16. Your total outlay for 2kWp of DIY solar + larger portable batteries was ~£7k ?
17. You installed (/expanded) the system to it's current capacity in September this year?
18. You are currently (as of Nov 2022) saving ~1.5kWh/day, so around ~45p/day ?
    
19. You expect to heat water, use a dehumidifier/refrigeration etc in summer with the current setup with an ultimate goal of eventually going off grid ?
20. Going off grid means both gas & electricity, so all appliances,, cooking & heating will be via a combination of solar & biomass ?
    

Any chance of addressing the above as it may help ... Z

# Edit - Additional info: Kit change edit 8/9 + insert new 11 + minor grammar

Martyn1981

Deleted_User said:

ABrass said:

For off grid you're optimising for the wrong thing, there you want to minimise the difference between winter and summer.

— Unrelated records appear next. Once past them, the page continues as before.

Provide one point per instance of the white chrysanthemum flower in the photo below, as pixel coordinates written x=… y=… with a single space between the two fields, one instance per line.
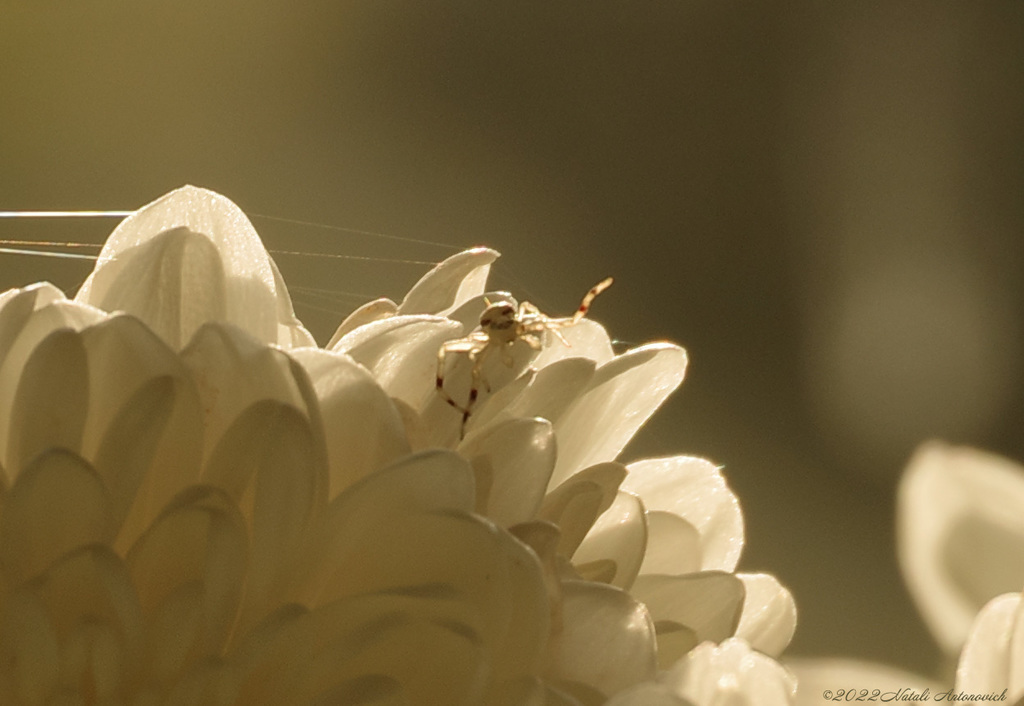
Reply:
x=199 y=505
x=961 y=535
x=992 y=660
x=714 y=674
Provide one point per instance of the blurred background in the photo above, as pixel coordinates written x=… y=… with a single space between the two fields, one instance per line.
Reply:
x=822 y=202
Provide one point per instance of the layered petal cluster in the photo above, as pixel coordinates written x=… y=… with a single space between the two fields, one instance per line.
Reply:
x=199 y=505
x=961 y=535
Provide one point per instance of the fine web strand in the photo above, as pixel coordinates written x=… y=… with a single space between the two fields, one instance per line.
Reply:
x=322 y=299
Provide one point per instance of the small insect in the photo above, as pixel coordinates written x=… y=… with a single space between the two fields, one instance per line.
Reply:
x=502 y=324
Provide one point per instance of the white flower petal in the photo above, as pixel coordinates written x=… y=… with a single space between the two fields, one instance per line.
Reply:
x=56 y=504
x=512 y=462
x=189 y=257
x=451 y=283
x=28 y=319
x=423 y=482
x=553 y=389
x=367 y=314
x=29 y=649
x=91 y=585
x=126 y=359
x=231 y=371
x=190 y=566
x=709 y=603
x=268 y=461
x=693 y=489
x=401 y=354
x=587 y=339
x=208 y=682
x=291 y=332
x=961 y=535
x=673 y=545
x=769 y=617
x=127 y=450
x=622 y=396
x=576 y=504
x=992 y=658
x=16 y=308
x=363 y=428
x=606 y=640
x=621 y=535
x=731 y=673
x=51 y=402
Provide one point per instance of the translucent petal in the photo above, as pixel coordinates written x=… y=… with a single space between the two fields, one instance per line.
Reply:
x=606 y=638
x=553 y=389
x=17 y=306
x=368 y=690
x=91 y=585
x=401 y=353
x=367 y=314
x=451 y=283
x=423 y=482
x=815 y=675
x=960 y=535
x=622 y=396
x=231 y=370
x=372 y=645
x=291 y=332
x=587 y=338
x=710 y=603
x=140 y=392
x=488 y=570
x=363 y=428
x=128 y=448
x=512 y=462
x=673 y=545
x=693 y=489
x=56 y=504
x=174 y=282
x=31 y=317
x=769 y=617
x=51 y=402
x=435 y=661
x=189 y=257
x=621 y=535
x=577 y=503
x=730 y=673
x=124 y=355
x=190 y=565
x=92 y=660
x=29 y=650
x=992 y=659
x=267 y=461
x=207 y=683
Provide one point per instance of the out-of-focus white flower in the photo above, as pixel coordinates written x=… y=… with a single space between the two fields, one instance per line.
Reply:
x=200 y=504
x=961 y=535
x=993 y=657
x=821 y=680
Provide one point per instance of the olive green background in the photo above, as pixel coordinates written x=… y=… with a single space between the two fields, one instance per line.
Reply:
x=821 y=201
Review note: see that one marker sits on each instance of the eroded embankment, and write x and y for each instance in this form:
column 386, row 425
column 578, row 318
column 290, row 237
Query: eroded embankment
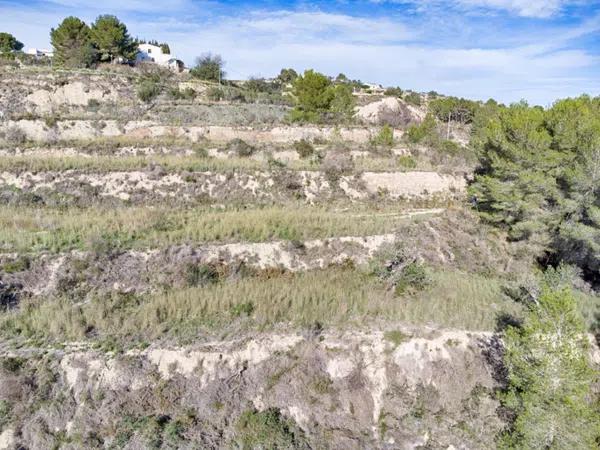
column 38, row 130
column 146, row 186
column 350, row 390
column 142, row 271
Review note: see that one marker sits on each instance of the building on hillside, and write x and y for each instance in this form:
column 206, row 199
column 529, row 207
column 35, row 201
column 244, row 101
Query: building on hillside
column 40, row 53
column 154, row 54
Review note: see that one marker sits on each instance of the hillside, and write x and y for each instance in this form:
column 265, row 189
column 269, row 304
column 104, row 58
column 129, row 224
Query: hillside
column 192, row 272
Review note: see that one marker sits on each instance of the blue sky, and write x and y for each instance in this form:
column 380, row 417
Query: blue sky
column 537, row 50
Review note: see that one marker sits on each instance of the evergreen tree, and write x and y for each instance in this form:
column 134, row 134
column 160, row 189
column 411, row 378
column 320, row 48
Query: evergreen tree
column 111, row 39
column 540, row 177
column 209, row 67
column 72, row 44
column 550, row 378
column 8, row 43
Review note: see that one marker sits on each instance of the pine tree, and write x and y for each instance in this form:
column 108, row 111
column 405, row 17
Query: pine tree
column 111, row 39
column 72, row 45
column 9, row 43
column 550, row 378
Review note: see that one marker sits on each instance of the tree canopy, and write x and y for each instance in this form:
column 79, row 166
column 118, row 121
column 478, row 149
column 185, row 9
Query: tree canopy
column 72, row 44
column 209, row 67
column 540, row 177
column 9, row 43
column 550, row 377
column 111, row 39
column 317, row 97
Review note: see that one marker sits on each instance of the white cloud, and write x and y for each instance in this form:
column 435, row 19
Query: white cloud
column 539, row 67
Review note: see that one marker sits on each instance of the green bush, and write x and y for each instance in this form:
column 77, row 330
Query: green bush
column 550, row 377
column 215, row 94
column 385, row 137
column 182, row 94
column 407, row 161
column 267, row 430
column 240, row 148
column 209, row 67
column 424, row 132
column 202, row 274
column 148, row 90
column 304, row 148
column 394, row 92
column 413, row 98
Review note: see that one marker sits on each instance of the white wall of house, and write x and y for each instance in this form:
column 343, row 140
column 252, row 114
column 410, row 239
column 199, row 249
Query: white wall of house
column 152, row 53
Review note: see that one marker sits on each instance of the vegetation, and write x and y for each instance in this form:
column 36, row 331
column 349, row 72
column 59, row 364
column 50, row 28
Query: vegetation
column 8, row 43
column 540, row 178
column 111, row 39
column 267, row 429
column 317, row 98
column 209, row 67
column 72, row 44
column 550, row 377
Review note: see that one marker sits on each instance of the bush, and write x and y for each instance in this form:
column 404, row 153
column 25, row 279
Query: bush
column 179, row 94
column 550, row 377
column 401, row 270
column 413, row 98
column 335, row 164
column 385, row 137
column 209, row 67
column 202, row 274
column 267, row 430
column 15, row 135
column 426, row 131
column 148, row 90
column 215, row 94
column 393, row 92
column 240, row 148
column 304, row 148
column 407, row 161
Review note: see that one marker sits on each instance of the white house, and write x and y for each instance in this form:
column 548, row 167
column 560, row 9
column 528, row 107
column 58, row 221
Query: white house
column 154, row 54
column 39, row 53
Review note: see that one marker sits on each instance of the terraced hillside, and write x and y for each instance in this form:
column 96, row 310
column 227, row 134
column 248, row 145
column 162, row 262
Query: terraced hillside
column 197, row 274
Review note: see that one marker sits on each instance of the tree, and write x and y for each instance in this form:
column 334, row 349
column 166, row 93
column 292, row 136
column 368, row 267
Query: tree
column 8, row 43
column 72, row 44
column 342, row 104
column 111, row 39
column 287, row 76
column 540, row 177
column 209, row 67
column 549, row 377
column 313, row 95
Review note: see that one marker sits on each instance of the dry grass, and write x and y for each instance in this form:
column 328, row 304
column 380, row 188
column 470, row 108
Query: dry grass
column 56, row 230
column 340, row 296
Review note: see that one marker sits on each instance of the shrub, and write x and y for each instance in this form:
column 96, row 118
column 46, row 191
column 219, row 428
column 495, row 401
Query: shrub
column 182, row 94
column 335, row 164
column 393, row 92
column 426, row 131
column 208, row 67
column 550, row 377
column 413, row 98
column 202, row 274
column 407, row 161
column 51, row 120
column 15, row 135
column 385, row 137
column 397, row 267
column 215, row 94
column 240, row 148
column 267, row 430
column 148, row 90
column 93, row 104
column 304, row 148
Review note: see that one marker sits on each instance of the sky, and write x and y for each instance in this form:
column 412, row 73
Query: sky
column 536, row 50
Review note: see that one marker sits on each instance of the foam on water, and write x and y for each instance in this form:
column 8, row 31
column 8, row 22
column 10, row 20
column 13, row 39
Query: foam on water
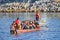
column 53, row 32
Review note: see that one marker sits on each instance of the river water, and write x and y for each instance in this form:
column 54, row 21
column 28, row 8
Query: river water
column 52, row 20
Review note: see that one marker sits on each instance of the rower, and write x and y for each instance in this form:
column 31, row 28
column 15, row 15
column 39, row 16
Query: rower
column 18, row 24
column 37, row 16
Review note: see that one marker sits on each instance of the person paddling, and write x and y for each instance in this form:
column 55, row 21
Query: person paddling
column 37, row 16
column 18, row 24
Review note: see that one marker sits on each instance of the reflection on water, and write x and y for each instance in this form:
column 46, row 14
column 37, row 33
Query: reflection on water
column 53, row 23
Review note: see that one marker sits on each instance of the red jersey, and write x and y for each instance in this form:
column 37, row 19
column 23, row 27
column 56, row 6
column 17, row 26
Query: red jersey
column 17, row 21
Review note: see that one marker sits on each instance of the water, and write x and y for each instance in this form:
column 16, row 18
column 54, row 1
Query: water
column 53, row 23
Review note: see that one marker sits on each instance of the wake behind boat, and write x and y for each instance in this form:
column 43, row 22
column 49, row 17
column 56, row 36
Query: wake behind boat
column 25, row 26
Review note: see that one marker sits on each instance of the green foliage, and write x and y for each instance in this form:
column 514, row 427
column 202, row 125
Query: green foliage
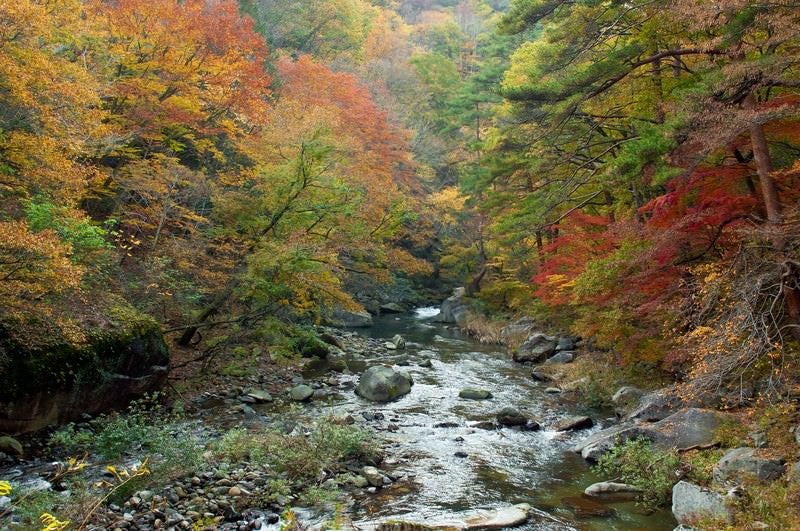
column 85, row 236
column 146, row 425
column 639, row 463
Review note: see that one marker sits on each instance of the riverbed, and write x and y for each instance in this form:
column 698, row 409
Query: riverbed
column 450, row 468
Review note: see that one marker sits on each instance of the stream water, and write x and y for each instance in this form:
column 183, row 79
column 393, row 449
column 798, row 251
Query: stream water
column 501, row 467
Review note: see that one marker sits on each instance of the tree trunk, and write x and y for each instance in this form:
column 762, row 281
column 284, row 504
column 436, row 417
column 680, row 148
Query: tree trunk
column 772, row 205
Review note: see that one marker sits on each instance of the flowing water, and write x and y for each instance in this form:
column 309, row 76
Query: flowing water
column 501, row 467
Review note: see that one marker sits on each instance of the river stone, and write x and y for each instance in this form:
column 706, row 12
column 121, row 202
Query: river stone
column 741, row 462
column 259, row 395
column 383, row 384
column 585, row 507
column 684, row 429
column 612, row 489
column 342, row 318
column 10, row 445
column 574, row 423
column 475, row 394
column 301, row 393
column 509, row 416
column 691, row 504
column 373, row 476
column 502, row 518
column 536, row 348
column 565, row 344
column 561, row 357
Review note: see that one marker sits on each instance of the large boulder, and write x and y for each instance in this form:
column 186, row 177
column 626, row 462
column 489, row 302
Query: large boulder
column 383, row 384
column 509, row 416
column 685, row 429
column 626, row 399
column 535, row 349
column 455, row 308
column 49, row 380
column 343, row 318
column 612, row 489
column 740, row 463
column 692, row 504
column 515, row 333
column 565, row 356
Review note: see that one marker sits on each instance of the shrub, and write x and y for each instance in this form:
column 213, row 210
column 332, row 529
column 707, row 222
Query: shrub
column 650, row 469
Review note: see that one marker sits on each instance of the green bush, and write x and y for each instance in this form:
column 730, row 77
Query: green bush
column 637, row 462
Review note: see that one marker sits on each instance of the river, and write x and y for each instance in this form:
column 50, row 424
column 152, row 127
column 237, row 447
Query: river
column 501, row 467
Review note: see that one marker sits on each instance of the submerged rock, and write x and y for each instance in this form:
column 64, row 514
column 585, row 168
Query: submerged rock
column 10, row 445
column 383, row 384
column 612, row 489
column 574, row 423
column 472, row 393
column 692, row 504
column 561, row 357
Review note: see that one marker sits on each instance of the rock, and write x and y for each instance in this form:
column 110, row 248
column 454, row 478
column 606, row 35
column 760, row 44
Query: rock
column 301, row 393
column 472, row 393
column 692, row 504
column 373, row 476
column 565, row 344
column 794, row 473
column 383, row 384
column 687, row 428
column 515, row 333
column 684, row 429
column 585, row 507
column 48, row 380
column 612, row 489
column 574, row 423
column 656, row 405
column 398, row 342
column 540, row 376
column 392, row 307
column 509, row 416
column 502, row 518
column 10, row 445
column 454, row 309
column 759, row 439
column 330, row 339
column 259, row 395
column 741, row 462
column 561, row 357
column 626, row 399
column 536, row 348
column 342, row 318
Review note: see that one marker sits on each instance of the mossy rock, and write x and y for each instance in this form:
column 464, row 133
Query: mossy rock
column 50, row 379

For self consumption and selling to the grid optimising for all year round is normally best as you get the greatest volume of kWh.

Optimising for the summer is just odd. But if you don't know how to measure the power you generate I guess it's academic.

I've already explained this. Optimizing for winter just doesn't result in worthwhile gains. Yes, you can do it, but you'll get miniscule improvement because the sun simply doesn't shine much in winter.

And the price you'll pay is a BIG loss in energy in the summer.

So you need to weigh it all up. And my conclusion is that you CANNOT get off grid though solar alone in winter. You need another strategy. So it makes more sense to capitalize on what you can get in summer.

But it's a judgement call.

Correct, you generate less in the summer, when you have more than enough, and more in the winter when you don't have enough.

Here again are the numbers I got from PVGIS, and I've added the best summer month figure too:

35d - 1,017kWh pa, 36kWh Dec, July 125kWh
50d - 1,008kWh pa, 42kWh Dec, July 115kWh
60d - 974kWh pa, 44kWh Dec, July 106kWh

using your summer optimized figure of 22d, the same location gets (per kWp):

22d - 983kWh pa, 29kWh Dec, July 128kWh

You may disagree, you may not understand, but I'd suggest that the 60d generation package is far, far superior to the 22d package. If you really are interested in minimising grid import, and the potential for going off-grid, then you would absolutely be optimising for winter generation, not summer generation.

In my personal case, I have shallow pitched E/W arrays, and generate more than enough in the summer. I have plans, and even some of the necessary kit to add a south facing, steep pitched (60d or 70d) ground mount. Just 2kWp of additional panels would double my current December generation, when I need it most.

Please don't get me wrong, I have no issue with you trying to maximise summer, and minimise winter generation for yourself, but I utterly disagree with your claims, statements and confusing numbers, as regards maximising the potential of PV, which involves considering not just supply, but also demand, and how best to manage the two. I also suspect that your claims about PV, generation, winter, summer etc, are based on your theories, and not on the realities, hence why I (and others) have supplied actual numbers for comparison.

If you believe that the above 22d line is better than the 60d line, then so be it, but if given the choice, I would choose the 60d option without hesitation.